Le domande sul tavolo, a cui la Settimana di aggiornamento pastorale promossa del Centro di orientamento pastorale (Cop) a Villa Immacolata ha cercato di dare risposte, sono molte, a volte quasi contraddittorie, a seconda del punto di vista. I sociologi rilevano una domanda su Dio; la Chiesa registra uno svuotamento progressivo delle chiese e una diminuzione delle vocazioni; il popolo di Dio sembra disorientato e forse più rattristato che motivato, perché stanno saltando gli schemi e le modalità che finora sono state di riferimento: parrocchia, parroco (possibilmente anche il “cappellano”), rapporti piramidali, responsabilità centralizzata. Invece i “segni dei tempi” chiedono, o meglio esigono, quello che il Vaticano II aveva più volte affermato e che papa Francesco ribadisce con costanza: una Chiesa missionaria, laici che riscoprono la propria ministerialità in funzione del battesimo, preti che recuperano la centralità dell’Eucaristia, la dimensione della vigilanza, coerenza e testimonianza di vita, consapevolezza di un “noi” ministeriale e capacità di impastarsi con i problemi e la vita della gente. E non si tratta di contrastare la contrazione numerica ma di rispondere a una missione, che i numeri evidenziano e sollecitano maggiormente.

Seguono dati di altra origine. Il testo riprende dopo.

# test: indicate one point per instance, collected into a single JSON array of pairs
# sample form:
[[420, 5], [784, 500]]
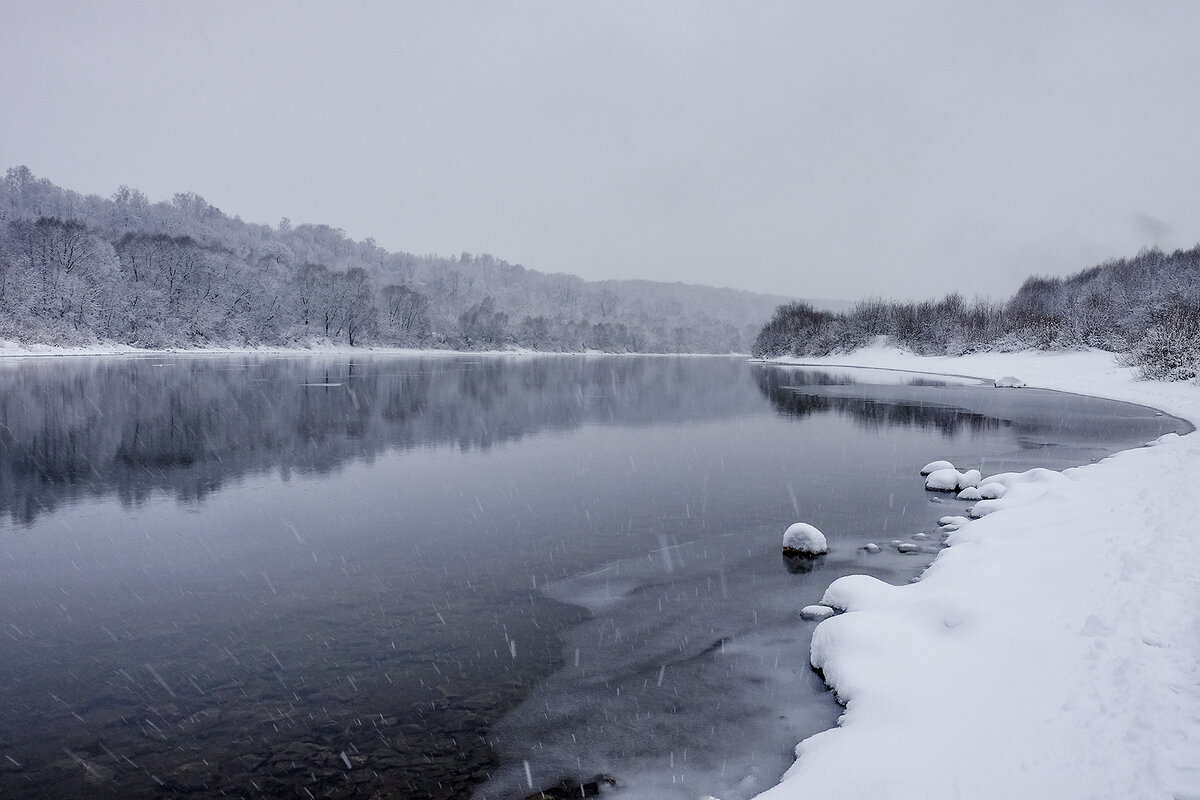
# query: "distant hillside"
[[1146, 307], [78, 269]]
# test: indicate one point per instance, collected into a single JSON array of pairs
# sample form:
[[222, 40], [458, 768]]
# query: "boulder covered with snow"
[[952, 480], [816, 612], [934, 465], [802, 539]]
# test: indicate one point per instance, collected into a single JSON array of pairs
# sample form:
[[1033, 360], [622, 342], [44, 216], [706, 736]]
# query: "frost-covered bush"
[[1170, 349]]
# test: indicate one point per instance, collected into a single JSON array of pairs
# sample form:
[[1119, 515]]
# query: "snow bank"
[[1051, 651]]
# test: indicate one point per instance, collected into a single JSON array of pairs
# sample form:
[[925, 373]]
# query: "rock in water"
[[934, 465], [816, 612], [802, 539]]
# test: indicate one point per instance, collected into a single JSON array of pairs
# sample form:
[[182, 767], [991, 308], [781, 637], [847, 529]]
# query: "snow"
[[816, 612], [970, 494], [804, 539], [951, 480], [1053, 650]]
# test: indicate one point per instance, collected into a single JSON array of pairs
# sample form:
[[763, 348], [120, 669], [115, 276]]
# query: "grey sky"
[[811, 149]]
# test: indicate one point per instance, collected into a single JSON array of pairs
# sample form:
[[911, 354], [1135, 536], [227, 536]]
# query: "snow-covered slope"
[[1051, 651]]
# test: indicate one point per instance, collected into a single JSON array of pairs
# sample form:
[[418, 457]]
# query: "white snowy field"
[[1053, 650]]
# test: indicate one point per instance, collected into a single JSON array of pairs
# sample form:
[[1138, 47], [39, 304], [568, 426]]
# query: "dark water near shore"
[[390, 577]]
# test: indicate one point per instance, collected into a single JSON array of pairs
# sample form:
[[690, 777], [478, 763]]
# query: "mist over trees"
[[76, 270], [1146, 307]]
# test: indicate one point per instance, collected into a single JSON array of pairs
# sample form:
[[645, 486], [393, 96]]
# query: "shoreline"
[[15, 350], [1051, 650]]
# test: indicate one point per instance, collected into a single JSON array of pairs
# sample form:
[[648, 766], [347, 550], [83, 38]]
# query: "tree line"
[[1146, 308], [76, 270]]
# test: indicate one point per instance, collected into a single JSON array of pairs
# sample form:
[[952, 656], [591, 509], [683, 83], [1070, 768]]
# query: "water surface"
[[414, 577]]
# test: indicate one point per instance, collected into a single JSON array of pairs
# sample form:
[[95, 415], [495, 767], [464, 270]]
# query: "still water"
[[444, 577]]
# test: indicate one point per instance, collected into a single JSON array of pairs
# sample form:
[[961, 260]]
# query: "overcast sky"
[[810, 149]]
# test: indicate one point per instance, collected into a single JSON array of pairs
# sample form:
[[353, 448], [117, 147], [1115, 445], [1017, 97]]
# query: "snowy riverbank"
[[1051, 651]]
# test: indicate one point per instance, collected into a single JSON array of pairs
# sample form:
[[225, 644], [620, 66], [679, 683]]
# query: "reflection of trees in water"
[[133, 427], [786, 391]]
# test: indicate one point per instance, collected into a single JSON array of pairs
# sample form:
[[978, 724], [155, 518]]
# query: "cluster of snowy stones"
[[989, 494]]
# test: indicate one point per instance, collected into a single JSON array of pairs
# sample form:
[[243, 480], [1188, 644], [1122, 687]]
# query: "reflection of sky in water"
[[213, 563]]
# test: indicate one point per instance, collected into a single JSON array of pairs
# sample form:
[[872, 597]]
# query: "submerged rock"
[[568, 788]]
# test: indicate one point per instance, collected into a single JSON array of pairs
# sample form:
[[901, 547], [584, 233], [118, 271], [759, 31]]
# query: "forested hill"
[[81, 269], [1146, 307]]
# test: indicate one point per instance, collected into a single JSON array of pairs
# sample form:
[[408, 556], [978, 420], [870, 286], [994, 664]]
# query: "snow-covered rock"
[[1084, 686], [952, 480], [803, 539], [816, 612]]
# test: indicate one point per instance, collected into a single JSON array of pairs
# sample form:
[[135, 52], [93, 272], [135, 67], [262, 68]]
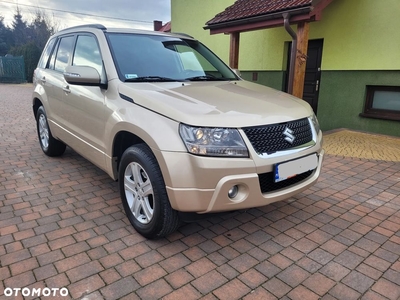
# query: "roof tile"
[[249, 8]]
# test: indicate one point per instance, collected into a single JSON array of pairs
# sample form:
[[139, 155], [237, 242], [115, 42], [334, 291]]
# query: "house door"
[[312, 80]]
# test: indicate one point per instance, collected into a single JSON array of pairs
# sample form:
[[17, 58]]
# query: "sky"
[[138, 14]]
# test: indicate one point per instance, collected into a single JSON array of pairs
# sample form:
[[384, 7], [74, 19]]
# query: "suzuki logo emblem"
[[289, 135]]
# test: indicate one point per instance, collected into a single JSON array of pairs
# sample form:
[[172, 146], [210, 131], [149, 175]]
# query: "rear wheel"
[[48, 143], [144, 195]]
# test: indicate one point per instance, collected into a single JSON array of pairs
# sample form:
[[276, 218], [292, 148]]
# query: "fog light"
[[233, 191]]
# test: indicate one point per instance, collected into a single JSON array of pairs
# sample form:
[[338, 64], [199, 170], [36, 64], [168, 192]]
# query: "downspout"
[[289, 29]]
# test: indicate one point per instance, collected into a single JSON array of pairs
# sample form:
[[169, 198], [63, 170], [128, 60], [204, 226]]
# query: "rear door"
[[53, 80], [84, 110]]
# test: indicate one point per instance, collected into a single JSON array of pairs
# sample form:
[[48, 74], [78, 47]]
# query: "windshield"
[[144, 58]]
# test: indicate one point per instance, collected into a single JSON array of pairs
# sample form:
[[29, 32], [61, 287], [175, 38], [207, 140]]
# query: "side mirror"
[[82, 75]]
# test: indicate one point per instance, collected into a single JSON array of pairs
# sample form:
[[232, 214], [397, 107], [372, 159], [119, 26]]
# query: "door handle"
[[66, 89]]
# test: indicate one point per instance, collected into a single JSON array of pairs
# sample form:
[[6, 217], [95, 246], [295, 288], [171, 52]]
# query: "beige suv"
[[178, 129]]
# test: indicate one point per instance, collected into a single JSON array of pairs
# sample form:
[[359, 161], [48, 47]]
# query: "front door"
[[312, 80]]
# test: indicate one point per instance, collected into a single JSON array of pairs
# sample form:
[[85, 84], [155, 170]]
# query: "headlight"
[[315, 123], [213, 141]]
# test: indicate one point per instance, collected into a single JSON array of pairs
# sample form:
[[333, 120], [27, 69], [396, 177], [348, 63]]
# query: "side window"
[[63, 53], [87, 53], [46, 54]]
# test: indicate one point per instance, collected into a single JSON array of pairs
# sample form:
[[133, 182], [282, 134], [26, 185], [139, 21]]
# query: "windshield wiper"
[[149, 79], [206, 78]]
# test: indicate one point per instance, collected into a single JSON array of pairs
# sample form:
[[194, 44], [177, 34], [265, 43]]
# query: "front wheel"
[[144, 195], [48, 143]]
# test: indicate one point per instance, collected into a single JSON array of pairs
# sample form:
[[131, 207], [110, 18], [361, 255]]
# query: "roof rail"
[[98, 26], [182, 34]]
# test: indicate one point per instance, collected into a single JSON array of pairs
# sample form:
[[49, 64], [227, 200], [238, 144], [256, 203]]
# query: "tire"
[[50, 146], [143, 194]]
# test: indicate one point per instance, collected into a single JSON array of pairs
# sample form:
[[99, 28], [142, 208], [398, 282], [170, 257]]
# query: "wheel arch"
[[35, 106]]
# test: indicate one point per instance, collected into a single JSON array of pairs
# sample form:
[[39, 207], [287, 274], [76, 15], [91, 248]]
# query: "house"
[[341, 56]]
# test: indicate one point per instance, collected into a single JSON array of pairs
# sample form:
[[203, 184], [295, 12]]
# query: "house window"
[[383, 102]]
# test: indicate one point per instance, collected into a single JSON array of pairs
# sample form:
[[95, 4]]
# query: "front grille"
[[270, 138], [267, 183]]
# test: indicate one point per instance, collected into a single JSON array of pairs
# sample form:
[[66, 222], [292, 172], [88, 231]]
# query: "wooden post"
[[303, 29], [234, 50]]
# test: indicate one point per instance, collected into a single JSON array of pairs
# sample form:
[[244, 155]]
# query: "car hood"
[[216, 103]]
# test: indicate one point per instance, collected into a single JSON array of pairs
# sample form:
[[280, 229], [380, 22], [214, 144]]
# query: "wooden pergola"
[[249, 15]]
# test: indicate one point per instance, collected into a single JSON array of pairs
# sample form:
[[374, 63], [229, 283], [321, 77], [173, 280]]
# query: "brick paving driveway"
[[62, 226]]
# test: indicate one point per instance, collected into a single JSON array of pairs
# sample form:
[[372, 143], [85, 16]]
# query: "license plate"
[[295, 167]]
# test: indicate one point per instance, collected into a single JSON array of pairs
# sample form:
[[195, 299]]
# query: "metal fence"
[[12, 69]]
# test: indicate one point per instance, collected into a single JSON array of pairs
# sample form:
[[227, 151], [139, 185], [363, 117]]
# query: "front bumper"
[[201, 184]]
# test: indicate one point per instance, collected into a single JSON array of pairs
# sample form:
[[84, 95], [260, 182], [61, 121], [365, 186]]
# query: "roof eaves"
[[257, 18]]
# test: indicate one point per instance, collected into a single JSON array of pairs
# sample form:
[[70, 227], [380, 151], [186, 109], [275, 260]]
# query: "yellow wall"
[[358, 35]]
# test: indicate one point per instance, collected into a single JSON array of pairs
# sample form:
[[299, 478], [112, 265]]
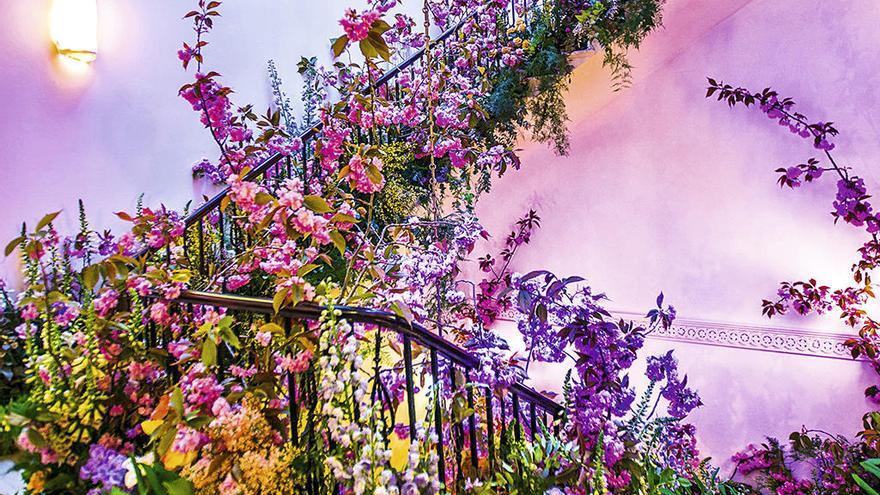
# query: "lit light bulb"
[[74, 28]]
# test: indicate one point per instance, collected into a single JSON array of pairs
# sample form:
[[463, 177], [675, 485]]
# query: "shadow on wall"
[[664, 190]]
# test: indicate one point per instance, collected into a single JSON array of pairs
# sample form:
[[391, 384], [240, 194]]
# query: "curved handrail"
[[384, 319], [264, 166]]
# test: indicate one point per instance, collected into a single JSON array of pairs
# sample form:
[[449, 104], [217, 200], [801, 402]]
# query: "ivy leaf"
[[46, 220], [317, 204]]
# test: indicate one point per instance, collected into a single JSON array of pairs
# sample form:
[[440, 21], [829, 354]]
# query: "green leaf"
[[263, 198], [317, 204], [338, 241], [209, 352], [866, 487], [124, 216], [342, 217], [14, 244], [177, 401], [46, 220], [367, 49], [273, 328], [339, 45], [279, 299], [90, 276], [306, 269]]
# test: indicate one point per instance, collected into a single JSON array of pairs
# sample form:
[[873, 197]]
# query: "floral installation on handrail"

C’è insomma da cambiare dinamiche per recuperare l’essenza di essere popolo di Dio, di essere corresponsabili nell’annuncio del Regno di Dio. E se si cambia paradigma, la fatica non manca, ma la Chiesa sarà più evangelica: «Per le sfide di oggi non occorre solo e soprattutto un prete, ma anche una comunità che veramente evangelizza – ha ricordato il presidente del Cop, il vescovo Domenico Sigalini – Lavoriamo per una forma di chiesa popolare, di parrocchia che si sente trasformata e che dovrà permanere anche se la diocesi si riempirà ancora di tanti preti; perché non è il numero di preti che fa la chiesa, ma il popolo di Dio se, in comunione con il suo vescovo e i suoi preti, sa ridire il vangelo alle nuove generazioni, sa confrontarsi con le nuove domande, accetta la sfida dell’ateo ribelle e dell’ateo praticante».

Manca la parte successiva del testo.